Python 2.7’s assertMultiLineEqual gives a good solution to the problem (in Python 3, this becomes the default behavior for standard assertEqual). There are similar comparison methods for other large data types.

Output:

 1
 2
 3
 4
 5
 6
 7
 8
 9
10
11
12
13
14
15
16
17
18
19
20
21
22
23
24
25
26
27
F
======================================================================
FAIL: testLongStringEquality (__main__.TestLongStrings)
----------------------------------------------------------------------
Traceback (most recent call last):
  File "/home/ohad/test/test_equal.py", line 35, in testLongStringEquality
    self.assertMultiLineEqual(STRING_A, STRING_B)
AssertionError: '\nLorem ipsum dolor sit amet, consectetur adipiscing elit. Fusce ut tempus dui. [truncated]... != '\nLorem ipsum dolor sit amet, consectetur adipiscing elit. Fusce ut tempus dui. [truncated]...
  
  Lorem ipsum dolor sit amet, consectetur adipiscing elit. Fusce ut tempus dui.
  Suspendisse ut augue placerat, venenatis ante a, aliquam nibh. Sed vitae massa
  a nibh dignissim porta id rhoncus neque. Etiam commodo dapibus magna sit amet
- pellentesque. Aenean venenatis vulputate eros, sit amet sagittis ligula laoreet
?                             ^
+ pellentesque. Aenean venenatls vulputate eros, sit amet sagittis ligula laoreet
?                             ^
  vel. Pellentesque consectetur viverra nunc, vel interdum turpis tempor nec.
  Quisque vel purus in quam facilisis gravida posuere in mi. Aenean ligula sem,
  mattis ut feugiat sit amet, lobortis ut sapien. Vestibulum laoreet aliquam
  lorem pulvinar lobortis. Mauris quis orci lorem. Mauris ut ante id nulla
  ultrices gravida vel et orci. Suspendisse potenti.
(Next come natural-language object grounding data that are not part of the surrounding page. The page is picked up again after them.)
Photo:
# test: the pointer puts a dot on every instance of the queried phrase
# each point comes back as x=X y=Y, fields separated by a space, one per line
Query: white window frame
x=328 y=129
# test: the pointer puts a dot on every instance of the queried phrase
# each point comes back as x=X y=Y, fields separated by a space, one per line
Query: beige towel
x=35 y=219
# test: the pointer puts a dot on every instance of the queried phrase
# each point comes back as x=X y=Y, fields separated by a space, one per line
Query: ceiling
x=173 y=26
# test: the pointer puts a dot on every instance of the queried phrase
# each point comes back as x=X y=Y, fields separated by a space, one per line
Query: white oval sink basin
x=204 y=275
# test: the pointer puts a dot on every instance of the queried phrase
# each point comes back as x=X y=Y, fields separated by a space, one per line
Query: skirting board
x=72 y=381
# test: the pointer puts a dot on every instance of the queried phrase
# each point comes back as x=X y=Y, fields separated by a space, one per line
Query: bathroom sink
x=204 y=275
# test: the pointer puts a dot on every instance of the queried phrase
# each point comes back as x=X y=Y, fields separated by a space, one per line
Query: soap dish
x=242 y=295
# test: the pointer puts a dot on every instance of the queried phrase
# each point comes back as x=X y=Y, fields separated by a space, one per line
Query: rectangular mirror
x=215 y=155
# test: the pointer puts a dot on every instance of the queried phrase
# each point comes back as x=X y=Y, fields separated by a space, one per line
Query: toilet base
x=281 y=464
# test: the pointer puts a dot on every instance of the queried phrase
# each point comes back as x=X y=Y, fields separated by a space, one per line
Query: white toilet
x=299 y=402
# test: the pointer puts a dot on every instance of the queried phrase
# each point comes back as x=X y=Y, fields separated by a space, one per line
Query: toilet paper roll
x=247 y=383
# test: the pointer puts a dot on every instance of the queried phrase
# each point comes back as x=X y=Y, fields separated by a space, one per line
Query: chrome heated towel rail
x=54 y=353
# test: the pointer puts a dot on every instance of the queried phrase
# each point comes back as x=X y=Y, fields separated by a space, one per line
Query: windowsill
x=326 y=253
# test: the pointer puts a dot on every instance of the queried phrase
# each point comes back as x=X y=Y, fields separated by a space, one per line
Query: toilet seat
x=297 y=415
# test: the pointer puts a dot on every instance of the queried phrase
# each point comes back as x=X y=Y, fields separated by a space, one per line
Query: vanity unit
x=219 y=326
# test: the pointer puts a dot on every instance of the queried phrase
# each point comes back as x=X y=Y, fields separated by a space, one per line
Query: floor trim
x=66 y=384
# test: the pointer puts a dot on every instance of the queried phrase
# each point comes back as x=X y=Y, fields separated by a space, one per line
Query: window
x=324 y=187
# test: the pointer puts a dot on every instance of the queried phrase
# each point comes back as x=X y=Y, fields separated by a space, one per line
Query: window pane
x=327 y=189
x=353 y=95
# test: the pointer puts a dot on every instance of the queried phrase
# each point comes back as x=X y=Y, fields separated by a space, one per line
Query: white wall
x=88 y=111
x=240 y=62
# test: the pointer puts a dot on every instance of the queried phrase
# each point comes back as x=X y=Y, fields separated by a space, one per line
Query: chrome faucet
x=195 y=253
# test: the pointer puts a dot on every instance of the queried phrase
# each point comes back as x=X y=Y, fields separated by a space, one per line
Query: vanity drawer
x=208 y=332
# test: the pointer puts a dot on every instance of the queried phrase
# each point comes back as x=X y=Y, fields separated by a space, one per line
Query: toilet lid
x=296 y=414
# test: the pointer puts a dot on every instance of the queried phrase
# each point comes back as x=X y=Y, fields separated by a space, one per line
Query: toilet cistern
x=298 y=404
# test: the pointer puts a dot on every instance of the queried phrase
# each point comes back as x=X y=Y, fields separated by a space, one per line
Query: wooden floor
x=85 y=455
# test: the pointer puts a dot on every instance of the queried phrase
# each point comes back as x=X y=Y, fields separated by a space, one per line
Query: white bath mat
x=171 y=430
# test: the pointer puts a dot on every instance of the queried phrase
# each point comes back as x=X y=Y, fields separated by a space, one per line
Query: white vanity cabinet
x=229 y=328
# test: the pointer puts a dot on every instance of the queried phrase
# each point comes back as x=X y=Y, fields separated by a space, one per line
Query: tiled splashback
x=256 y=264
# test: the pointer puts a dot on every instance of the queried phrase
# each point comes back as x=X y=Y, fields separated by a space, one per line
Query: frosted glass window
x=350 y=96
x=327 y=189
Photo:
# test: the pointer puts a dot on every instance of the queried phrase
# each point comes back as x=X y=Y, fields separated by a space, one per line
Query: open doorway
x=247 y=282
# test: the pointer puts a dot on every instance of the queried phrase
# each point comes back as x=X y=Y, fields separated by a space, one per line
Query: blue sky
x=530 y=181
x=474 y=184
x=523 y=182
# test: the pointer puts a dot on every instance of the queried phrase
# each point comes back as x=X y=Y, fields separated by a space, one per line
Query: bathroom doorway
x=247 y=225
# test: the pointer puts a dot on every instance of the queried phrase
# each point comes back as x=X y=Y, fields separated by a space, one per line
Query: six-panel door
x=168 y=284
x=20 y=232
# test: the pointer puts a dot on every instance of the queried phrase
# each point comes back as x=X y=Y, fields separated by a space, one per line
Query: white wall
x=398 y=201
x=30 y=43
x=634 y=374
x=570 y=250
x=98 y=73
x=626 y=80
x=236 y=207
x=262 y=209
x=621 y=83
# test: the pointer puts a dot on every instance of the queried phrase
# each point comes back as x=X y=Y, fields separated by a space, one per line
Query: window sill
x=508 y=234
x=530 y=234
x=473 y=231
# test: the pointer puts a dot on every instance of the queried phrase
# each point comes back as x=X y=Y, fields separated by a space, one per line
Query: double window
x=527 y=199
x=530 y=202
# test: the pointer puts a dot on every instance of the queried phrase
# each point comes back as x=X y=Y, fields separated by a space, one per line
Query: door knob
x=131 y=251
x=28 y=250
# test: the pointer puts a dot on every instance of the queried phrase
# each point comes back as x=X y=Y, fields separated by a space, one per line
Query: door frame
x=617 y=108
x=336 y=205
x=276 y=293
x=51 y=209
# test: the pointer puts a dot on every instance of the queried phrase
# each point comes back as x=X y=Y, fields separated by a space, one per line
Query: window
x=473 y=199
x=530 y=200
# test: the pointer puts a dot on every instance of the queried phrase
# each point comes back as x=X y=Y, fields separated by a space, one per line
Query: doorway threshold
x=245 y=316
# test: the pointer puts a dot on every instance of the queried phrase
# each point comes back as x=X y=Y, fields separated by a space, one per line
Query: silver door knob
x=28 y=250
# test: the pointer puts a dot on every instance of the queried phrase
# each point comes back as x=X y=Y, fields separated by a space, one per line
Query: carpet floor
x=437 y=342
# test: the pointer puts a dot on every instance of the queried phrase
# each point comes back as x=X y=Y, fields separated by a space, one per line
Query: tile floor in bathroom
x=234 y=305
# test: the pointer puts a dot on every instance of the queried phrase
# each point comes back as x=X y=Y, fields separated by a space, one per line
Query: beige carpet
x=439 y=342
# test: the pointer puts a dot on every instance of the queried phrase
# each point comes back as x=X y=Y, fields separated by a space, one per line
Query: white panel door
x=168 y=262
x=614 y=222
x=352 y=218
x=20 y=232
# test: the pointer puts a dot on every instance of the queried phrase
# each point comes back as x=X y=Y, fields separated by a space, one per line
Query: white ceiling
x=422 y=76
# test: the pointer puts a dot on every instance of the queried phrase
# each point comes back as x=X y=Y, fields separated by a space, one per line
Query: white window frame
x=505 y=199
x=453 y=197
----------------------------------------------------------------------
Ran 1 test in 0.003s

FAILED (failures=1)

For Java and JUnit, the output is also short and sweet (for plain assertEquals):

1
testLongStringEquality(MyTest): expected:<...sque. Aenean venenat[i]s vulputate eros, si...> but was:<...sque. Aenean venenat[l]s vulputate eros, si...>

Does your unit testing framework provide helpful output for failed unit tests? This is something you can and should demand of it.